В училище занятия велись до пяти пополудни, но в горной студии, готовясь к экзаменам, кандидаты на выпуск в горные практиканты засиживались до полуночи, и Степан, кончив переписку в девять вечера, когда часы отобьет звонарь на церковной колокольне, заставал горняков в классе. Встречали радостно, откладывали учебники и начинали оживленный разговор.
Степану нравилось, что теперь занимаются дольше прежнего, но он и острее жалел образование, которого лишился. Он с восторгом схватывал каждую крупицу науки и в то же время старался не показать своей полной неосведомленности в предметах, изучаемых ребятами. Он брал в руки образцы минералов, рядом непременно пристраивался Ромашов (сочувствующий судьбе Степана), смотрел влюбленными глазами и показывал обычный кусок гранита:
— Глянь, в нем искорки, как ночные огоньки в окошках. А вот белый кварц. Видишь пылинки золота? Возьми медный колчедан — камень словно обомшелый, похож на гнилушку, а гляди какой увесистый.

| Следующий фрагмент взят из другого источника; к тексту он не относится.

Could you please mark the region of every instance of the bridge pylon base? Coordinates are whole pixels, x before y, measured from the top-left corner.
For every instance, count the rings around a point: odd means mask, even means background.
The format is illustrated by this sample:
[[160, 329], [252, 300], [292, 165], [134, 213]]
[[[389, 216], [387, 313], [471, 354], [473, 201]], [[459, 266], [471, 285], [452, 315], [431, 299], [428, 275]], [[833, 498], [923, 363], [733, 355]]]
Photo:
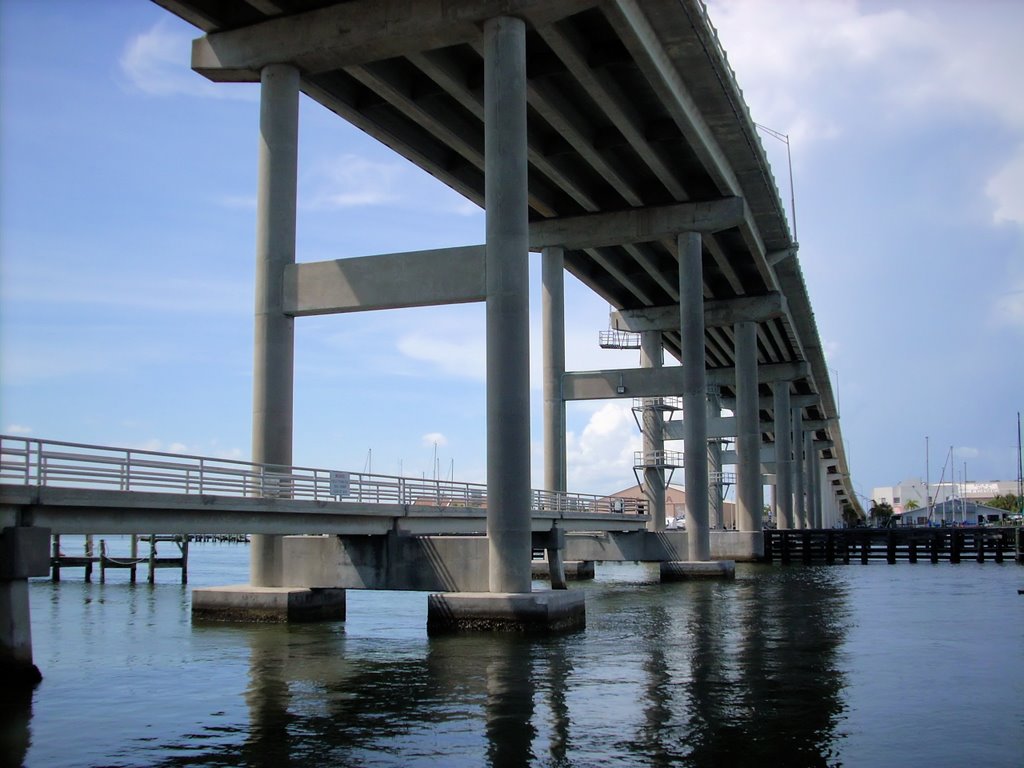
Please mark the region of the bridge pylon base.
[[427, 597], [427, 634], [570, 632], [587, 625], [582, 592], [443, 592]]
[[677, 560], [661, 564], [662, 582], [734, 578], [736, 578], [736, 561], [734, 560]]
[[345, 590], [233, 584], [192, 590], [193, 621], [344, 621]]

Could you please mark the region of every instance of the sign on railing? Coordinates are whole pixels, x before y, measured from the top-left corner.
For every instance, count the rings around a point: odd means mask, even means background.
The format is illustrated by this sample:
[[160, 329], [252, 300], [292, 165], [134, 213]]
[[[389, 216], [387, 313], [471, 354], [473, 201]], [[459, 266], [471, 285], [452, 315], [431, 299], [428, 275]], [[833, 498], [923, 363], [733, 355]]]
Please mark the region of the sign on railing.
[[[0, 482], [486, 509], [487, 487], [0, 435]], [[643, 514], [642, 499], [532, 491], [534, 511]]]

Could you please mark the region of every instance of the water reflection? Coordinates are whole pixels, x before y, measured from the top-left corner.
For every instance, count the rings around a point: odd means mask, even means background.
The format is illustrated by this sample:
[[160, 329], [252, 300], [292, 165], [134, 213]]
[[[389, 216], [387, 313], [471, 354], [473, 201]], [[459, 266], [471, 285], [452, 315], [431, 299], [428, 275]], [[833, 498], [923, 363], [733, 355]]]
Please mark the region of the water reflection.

Кроме минералов в училище Степан узнавал многое. Петя начал списывать запрещенное еще у старого учителя; иное дал Чирков; вольнодумное привез чертежник Ширкалин, брат Алешки, когда-то долго учившийся черчению при Армянском училище в Москве. Чертежник и теперь тянулся к горнякам, бывал в горной студии. Петя сверх отпущенного занимал учеников «словесностью» (при случае вспоминали Радищева и Рылеева[61]). Петя однажды неожиданно и громко произнес:
Увы! куда ни брошу взор —
Везде бичи, везде железы,
Законов гибельный позор…[62]
— Бичи и железы! Это про нас, — одобрил Степан. — Железные рогатки и кандалы во сне снятся… А вот сумеете выковать железа столько же, сколько для того отвесят чугуна? Нет? А еще ученые. Рабочему хоть крест с могилы тяни в горно[63], чтобы выделку подать. Растянись у нас на работе, все равно спасибо не объявят. А как у нас вырабатывают железо, о том кричат до поздней ночи, — кивнул Степан в сторону полицейского сарая.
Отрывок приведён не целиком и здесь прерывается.